# Life with just internet and a cell phone.



## DaisyFlyer (Nov 14, 2011)

I want it and ditch the landline and cable TV.

I've seen VHF and UHF HDTV antennas that I could either mount in my attic or outside and it would service all three of my digital TVs. 

Here's the thing: I originally had a dish. Now the local cable co. is using the dish lines for their services - landline, internet and tv.

How would I find the orginating cable point for the antenna AND will I still need a landline for the internet.
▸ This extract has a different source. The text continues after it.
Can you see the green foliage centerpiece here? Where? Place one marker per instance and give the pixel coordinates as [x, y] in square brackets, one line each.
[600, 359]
Any and all comments are welcome. :up:


----------



## DoubleHelix (Dec 10, 2004)

What do you currently have for Internet access? DSL? Cable? Why do you think you need a landline telephone line?


----------



## DaisyFlyer (Nov 14, 2011)

I have cable for internet with Time Warner. I've since found out I don't need a landline for this. True?


----------



## DoubleHelix (Dec 10, 2004)

You definitely don't need a landline telephone line for cable internet.


----------



## TWcaligurl (Apr 26, 2012)

I have Timewarner cable and internet. A landline was not necessary. The service is okay. I have a desktop and laptop that I use wirleess for. Had to have wireless network name changed like 4 times already in one year. They say they wont fix it unless its happens daily.


----------



## DoubleHelix (Dec 10, 2004)

TWcaligurl said:


> I have Timewarner cable and internet. A landline was not necessary. The service is okay. I have a desktop and laptop that I use wirleess for. Had to have wireless network name changed like 4 times already in one year. They say they wont fix it unless its happens daily.


Your wireless network name has nothing to do with your connectivity.


----------



## velojym (May 2, 2012)

During my last couple years as a bachelor, I had Comcast internet and a pre-paid cell phone. My total costs were something like $75/month for these, and I never really felt that I needed more. My wife, on the other hand, will take some convincing and now we're paying for phone/cable/internet/cells/etc....
I'm thinking about slapping together a PBX with Google voice or Skype for our "home" phones.


----------